Siang hari di koridor kampus..
Terlihat seorang perempuan yang memakai gamis berwarna hijau dan berkerudung sama seperti warna bajunya dengan tas gendong di pundaknya, perempuan itu sedang berjalan sendirian, menyusuri koridor..
“Dania,, Dania,,” teriak salah seorang lelaki yang berada di belakang perempuan yang sedang berjalan dikoridor, lelaki itu berada cukup jauh dari perempuan. Ia mencoba berlari menghampiri perempuan yang berjalan di koridor tersebut, perempuan itu bernama Dania. Nama lengkapnya Lupita Dania, dia salah satu mahasiswi yang telah mengharumkan nama kampus karena prestasinya dalam bidang akademik, hampir semua orang mengenalinya.

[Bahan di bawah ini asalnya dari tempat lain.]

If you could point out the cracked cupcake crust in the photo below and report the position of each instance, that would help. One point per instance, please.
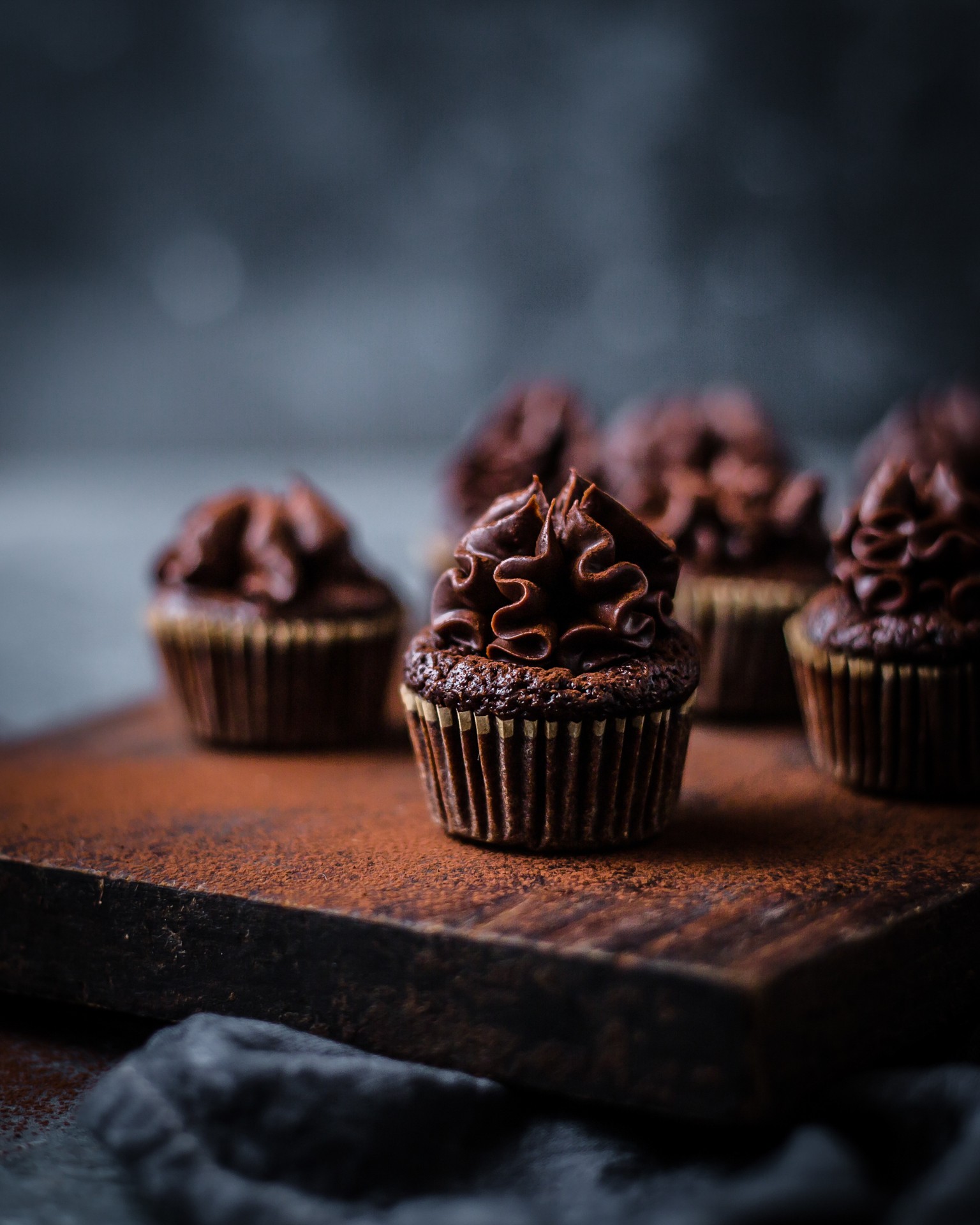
(463, 680)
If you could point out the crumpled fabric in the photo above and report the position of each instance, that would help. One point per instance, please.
(222, 1120)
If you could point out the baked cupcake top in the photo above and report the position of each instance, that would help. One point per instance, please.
(937, 427)
(709, 472)
(538, 429)
(907, 570)
(555, 607)
(255, 554)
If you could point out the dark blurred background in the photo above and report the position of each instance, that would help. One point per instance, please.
(239, 237)
(278, 222)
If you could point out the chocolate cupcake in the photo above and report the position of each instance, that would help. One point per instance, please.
(937, 427)
(549, 701)
(711, 473)
(272, 634)
(887, 659)
(540, 429)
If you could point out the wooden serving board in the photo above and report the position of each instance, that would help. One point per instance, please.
(778, 934)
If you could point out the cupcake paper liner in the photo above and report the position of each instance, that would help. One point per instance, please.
(549, 784)
(279, 683)
(738, 623)
(904, 729)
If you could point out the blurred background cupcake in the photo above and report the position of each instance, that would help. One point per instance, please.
(939, 426)
(887, 658)
(271, 631)
(711, 473)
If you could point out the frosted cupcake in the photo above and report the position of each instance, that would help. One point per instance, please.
(711, 473)
(887, 659)
(549, 701)
(272, 634)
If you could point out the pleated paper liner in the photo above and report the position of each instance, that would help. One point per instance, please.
(902, 729)
(549, 784)
(738, 623)
(279, 683)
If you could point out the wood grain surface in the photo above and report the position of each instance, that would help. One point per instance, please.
(780, 933)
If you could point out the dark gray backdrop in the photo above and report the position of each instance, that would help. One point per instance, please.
(281, 222)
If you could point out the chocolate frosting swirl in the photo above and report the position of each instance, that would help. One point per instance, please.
(912, 544)
(538, 429)
(709, 472)
(283, 554)
(577, 583)
(939, 427)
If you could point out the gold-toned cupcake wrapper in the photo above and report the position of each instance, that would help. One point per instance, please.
(903, 729)
(279, 684)
(738, 624)
(549, 784)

Dania mendengar ada seseorang yang memanggil namanya, ia pun mencari sumber suara. Ia menoleh ke arah belakang, mendapati sosok lelaki berjalan menuju dirinya, lelaki itu memakai kemeja kotak-kotak berwarna merah dan celana bahan warna hitam. Dania mengenal lelaki itu dengan nama Akhti. Akhti adalah teman satu kelas Dania, Akhti dan Dania sudah satu berteman selama satu tahun, Akhti anak yang rajin dan aktif dalam berorganisasi.

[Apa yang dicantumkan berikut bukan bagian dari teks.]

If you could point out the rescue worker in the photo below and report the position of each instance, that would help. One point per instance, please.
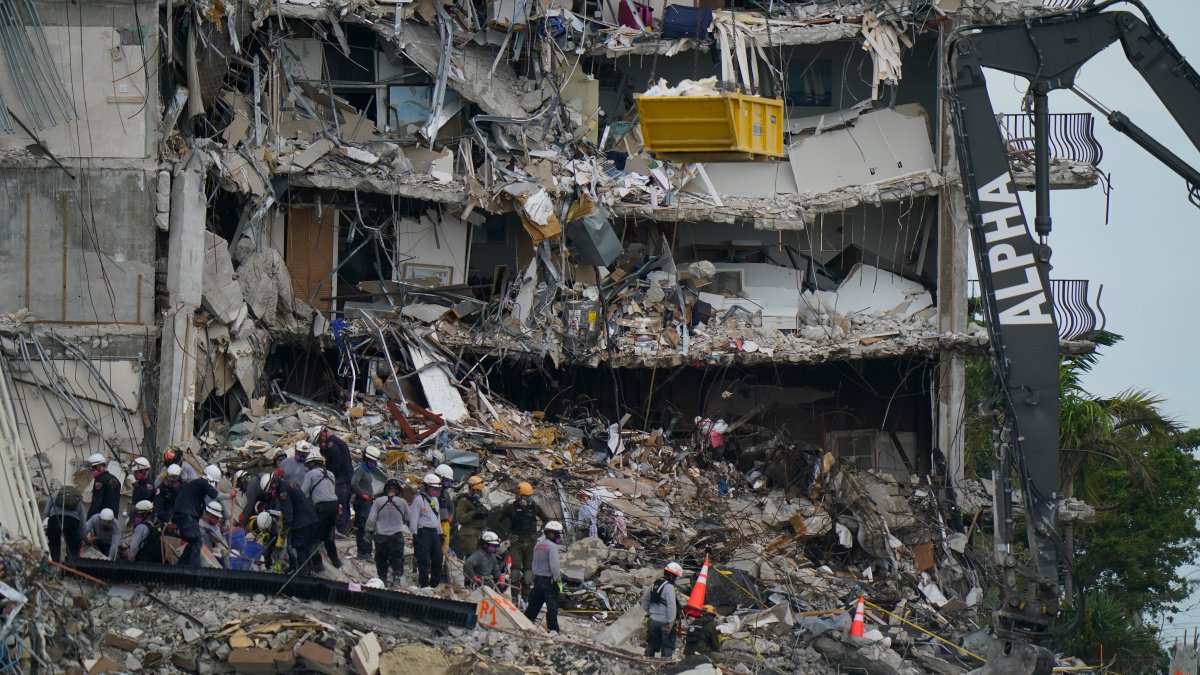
(103, 532)
(319, 487)
(265, 526)
(520, 524)
(426, 529)
(297, 466)
(147, 543)
(166, 494)
(663, 607)
(210, 531)
(363, 487)
(481, 566)
(174, 457)
(471, 515)
(64, 520)
(547, 580)
(106, 489)
(190, 503)
(387, 521)
(341, 464)
(702, 635)
(445, 501)
(299, 519)
(143, 487)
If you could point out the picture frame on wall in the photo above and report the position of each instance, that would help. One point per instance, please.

“Dania,, lagi sibuk engga?, ada yang mau saya bicarakan.” ucap Akhti saat berada dihadapan Dania. Akhti menatap paras cantik dan anggun Dania, namun Ia langsung mengalihkan pandangan ke arah depan saat Dania menatapnya.
“Hem,, kalau lagi sibuk,, engga apa-apa kok, kita bicarakan lain kali” lanjut Akhti saat melihat Dania yang masih saja diam, belum menjawab pertanyaan Akti.
“bisa kok bisa,, kebetulan saya lagi engga sibuk, emang apa yang mau dibicarakan?” ucap Dania sambil melirik Akhti penasaran.
“kita ke taman aja yuk, jangan disini,” ajak Akhti melirik Dania. Melihat anggukan Dania yang mendandakan kata’iya’, mereka pun beranjak dari tempatnya berdiri, berjalan menuju taman. Dania mencoba menerka-nerka “apa yang akan dibicarakan oleh Akhti?, engga biasanya Akhti ngajak bicara berdua?”, pandangannya kita tak menentu, menatap ke sekelilingnya dan sesekali Ia menatap punggung Akhti yang berjalan di depannya, punggung yang terlihat tegap.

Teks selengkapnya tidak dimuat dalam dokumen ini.